Рота подшивала мундиры, чинила разбитые сапоги и ременную амуницию. Какой уже раз перекладывались походные мешки и пионерские ранцы. Егеря готовились к долгой дороге.
– Ваше высокоблагородие, разрешите? – Алексей, дождавшись, когда в палатке его куратора никого не осталось, откинул ее полог.
– Ага, заходи, – кивнул тот. – Только что вот о тебе говорили с людьми, и как раз ты вон являешься. Долго жить будешь, Егоров, – и полковник с легкой усмешкой оглядел враз подобравшегося капитана.
Интуиция никогда не подводила Алексея. Людьми, совещавшимися в палатке полковника, были помощник главного квартирмейстера подполковник Соболев и два офицера из особой службы господина Баранова. Сам он еще не вернулся с тайного своего выхода «за реку», и во время его отсутствия «особые обязанности» при штабе армии исполнял капитан Ветров.

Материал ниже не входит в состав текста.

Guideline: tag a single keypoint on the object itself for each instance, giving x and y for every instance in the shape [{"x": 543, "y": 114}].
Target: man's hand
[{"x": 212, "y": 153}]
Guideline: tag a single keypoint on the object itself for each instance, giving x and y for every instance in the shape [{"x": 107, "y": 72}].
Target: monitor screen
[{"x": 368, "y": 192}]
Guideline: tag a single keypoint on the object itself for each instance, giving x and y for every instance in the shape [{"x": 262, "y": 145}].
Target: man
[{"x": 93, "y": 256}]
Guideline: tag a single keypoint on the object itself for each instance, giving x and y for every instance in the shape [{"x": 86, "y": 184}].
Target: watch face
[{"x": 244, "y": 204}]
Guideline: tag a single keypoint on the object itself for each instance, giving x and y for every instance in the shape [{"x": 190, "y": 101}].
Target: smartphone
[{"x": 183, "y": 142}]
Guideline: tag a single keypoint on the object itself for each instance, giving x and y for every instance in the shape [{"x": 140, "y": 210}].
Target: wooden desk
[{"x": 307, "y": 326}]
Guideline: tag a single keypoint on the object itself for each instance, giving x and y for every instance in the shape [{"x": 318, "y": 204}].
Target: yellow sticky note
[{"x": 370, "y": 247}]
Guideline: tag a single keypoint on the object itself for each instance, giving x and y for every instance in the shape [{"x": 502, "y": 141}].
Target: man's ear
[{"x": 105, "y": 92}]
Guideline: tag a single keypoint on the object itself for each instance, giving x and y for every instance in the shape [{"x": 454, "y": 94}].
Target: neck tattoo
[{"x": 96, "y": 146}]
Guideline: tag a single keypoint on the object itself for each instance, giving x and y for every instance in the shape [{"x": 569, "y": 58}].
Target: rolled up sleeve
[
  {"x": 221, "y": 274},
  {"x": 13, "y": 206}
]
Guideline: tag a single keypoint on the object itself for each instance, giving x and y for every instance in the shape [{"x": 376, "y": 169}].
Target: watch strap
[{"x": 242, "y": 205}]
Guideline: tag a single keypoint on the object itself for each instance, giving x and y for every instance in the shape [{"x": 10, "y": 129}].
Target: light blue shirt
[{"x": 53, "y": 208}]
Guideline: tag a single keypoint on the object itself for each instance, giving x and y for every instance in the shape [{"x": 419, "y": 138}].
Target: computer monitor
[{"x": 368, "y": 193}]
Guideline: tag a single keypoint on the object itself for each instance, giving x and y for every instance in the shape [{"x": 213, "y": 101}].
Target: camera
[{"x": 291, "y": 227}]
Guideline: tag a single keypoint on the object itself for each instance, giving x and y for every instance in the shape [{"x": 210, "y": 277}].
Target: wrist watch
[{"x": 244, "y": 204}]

«Что-то опять секретное. Если в строевых полках война закончилась, то вот в этих структурах она никогда не прекращается, – думал Егоров еще несколько минут назад. – Ну да ладно, похоже, это уже не по нашу егерскую душу. Для моей роты задача уже поставлена – это выход в место постоянной ее дислокации и восстановление боеспособности в течение полугода».
– Пришел, видать, доложиться о готовности к выходу? Небось, завтра спозаранку, по холодку планируешь начать движение? А это, похоже, списки на отличившихся в последних сражениях?
Лешке можно было вообще ничего не говорить, полковник и так знал все, о чем он хотел сам только что ему доложиться. Теперь оставалось лишь только ответить ему по-уставному: «Так точно» – и протянуть исписанные листки с представлениями.
– Подсаживайся, Алексей. Давай-ка мы не будем сегодня торопиться, а просто поговорим, – каким-то особенно ласковым голосом промурлыкал Генрих Фридрихович.
И от этого его обращения у Егорова вдруг мурашки пробежали по спине, а волосы встали на затылке. Так не раз уже бывало у него в предчувствии большой опасности. Лешка уже хорошо изучил своего начальника за эти четыре года войны, и тон этот он тоже уже знал. Вот именно после таких вот нежных обращений и «шуровала» отдельная егерская команда, а потом и рота на самые опасные свои задания. Похоже, интуиция и сегодня его не обманула.
«Ох, неспроста тут совсем недавно шептались “особисты” и большие люди из главного квартирмейстерства, сиречь штаба всей армии. Ох, неспроста, – думал Лешка. – Что-то сейчас обязательно выкатится и по его грешную душу».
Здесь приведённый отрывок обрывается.